NEW DELHI: The city has had 446 earthquakes between 1993 and 2025 with the epicentre within 50km of Monday’s epicentre or within the NCR states. National Centre for Seismology (NCS) said the 4 magnitude tremors felt more intense because the quake origin was at a shallow depth of 5km.
Between 1993 and 2025, the region has had quakes measuring from magnitude 1.1 (minor) to 4.6 (medium intensity). The magnitude of 4.6 was reported on Nov 25, 2007, 6km northwest of Monday’s event. NCS received 191 felt reports within one hour of Monday’s quake from Delhi-NCR, Haryana and western Uttar Pradesh.
NCS’s report said the intensity ranged “from II to III on Modified Mercalli Intensity (MMI) scale.
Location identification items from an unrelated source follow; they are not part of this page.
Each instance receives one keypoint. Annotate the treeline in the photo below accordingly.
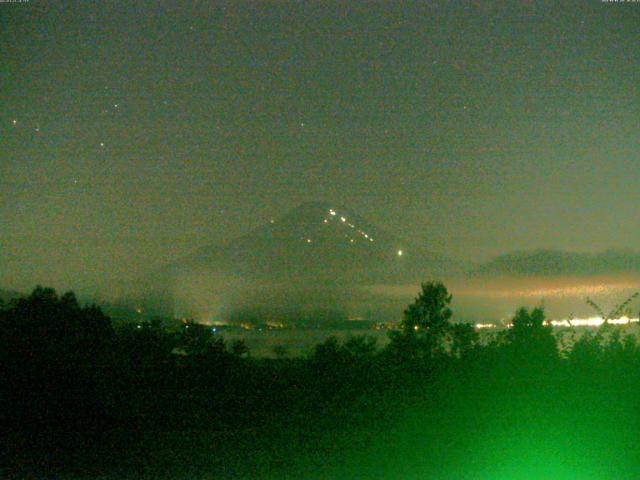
(82, 398)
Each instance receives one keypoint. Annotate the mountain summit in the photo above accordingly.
(318, 241)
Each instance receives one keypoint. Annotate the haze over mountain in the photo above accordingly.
(316, 256)
(556, 262)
Felt reports of maximum intensity IV MMI scale in the epicentral region and minimum intensity III MMI scale were reported from a distance of 0-15km from the epicentre.”
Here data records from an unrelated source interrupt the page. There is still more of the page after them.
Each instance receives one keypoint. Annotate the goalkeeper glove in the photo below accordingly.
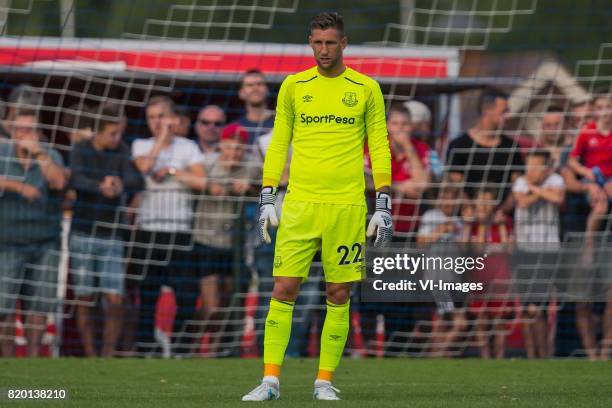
(381, 221)
(267, 212)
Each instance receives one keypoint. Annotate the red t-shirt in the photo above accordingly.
(406, 210)
(594, 149)
(494, 299)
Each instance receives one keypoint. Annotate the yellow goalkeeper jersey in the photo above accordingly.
(326, 121)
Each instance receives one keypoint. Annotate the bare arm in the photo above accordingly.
(55, 174)
(553, 195)
(579, 169)
(193, 177)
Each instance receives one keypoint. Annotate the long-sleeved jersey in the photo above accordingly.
(326, 120)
It explained that while the nearest fault lines – Mathura and Sohna – were located in close proximity to the epicentre, Monday’s quake occurred not due to plate movement but because of “normal faulting” that supported the concept of hydro fracturing, or the breaking of the base rock due to stress accumulation caused by a gas or water. The epicentre was 5km beneath a lake bed in a park in southwest Delhi’s Dhaula Kuan.
“The source zone beneath Jheel Park, the epicentre on Monday, is not associated with any of the known seismogenic faults. The quake rather occurred away from the Sohna and Mahendragarh Fault while it occurred near the set of several lineaments (weak zones) that might have broken due to structural heterogeneities embedded with past riverine or lacustrine deposits at depths through hydro-fracturing,” the NCS read.
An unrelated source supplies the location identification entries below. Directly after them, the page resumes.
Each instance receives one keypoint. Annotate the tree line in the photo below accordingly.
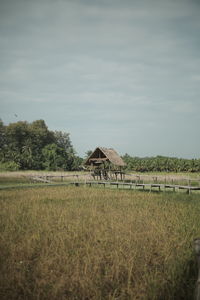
(161, 164)
(33, 146)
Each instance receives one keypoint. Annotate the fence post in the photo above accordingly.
(197, 251)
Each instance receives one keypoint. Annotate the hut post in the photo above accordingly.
(197, 251)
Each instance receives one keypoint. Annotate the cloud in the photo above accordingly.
(110, 67)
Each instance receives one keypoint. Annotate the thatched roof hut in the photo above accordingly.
(102, 155)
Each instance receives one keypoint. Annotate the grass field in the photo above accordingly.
(89, 243)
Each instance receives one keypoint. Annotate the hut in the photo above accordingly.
(105, 163)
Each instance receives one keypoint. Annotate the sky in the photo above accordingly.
(121, 74)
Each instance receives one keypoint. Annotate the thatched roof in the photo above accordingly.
(101, 154)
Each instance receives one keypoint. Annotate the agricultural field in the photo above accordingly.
(94, 243)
The report also said that the quake zone released energy prior to reaching its threshold thus avoiding a major quake in the future. “The signature of today’s earthquake, M4.0, is a good signature as the rock materials of the source zone released energy prior to reaching its maximum credible past earthquake M4.6 of 2007 that occurred in the same epicentre source zone. The shaking was intense because of the shallow depth of 5km and intensity of level IV. There is no report of any casualties in the area,” NCS said.
The region has seen several quakes in the past, with NCS documenting more than 30 seismic events in the region between April and August 2020. In 2022-23, until March, the area recorded over 15 earthquakes, with the strongest being of 3.8 magnitude. According to NCS, besides the 4.6 magnitude quake in 2007, others in the vicinity of Monday’s epicentre were a 3.5 quake in April 2020 and a 4.5 magnitude temblor in May 2020.
Having been inhabited for a long time, earthquakes hitting Delhi and the surrounding region have always been recorded. It has already seen extreme historic quakes in the past, such as the 1720 Delhi earthquake (6.5 magnitude), the 1903 Mathura earthquake, the strongest on record at 6.8 magnitude, and the 1956 Bulandshahar earthquake (6.7).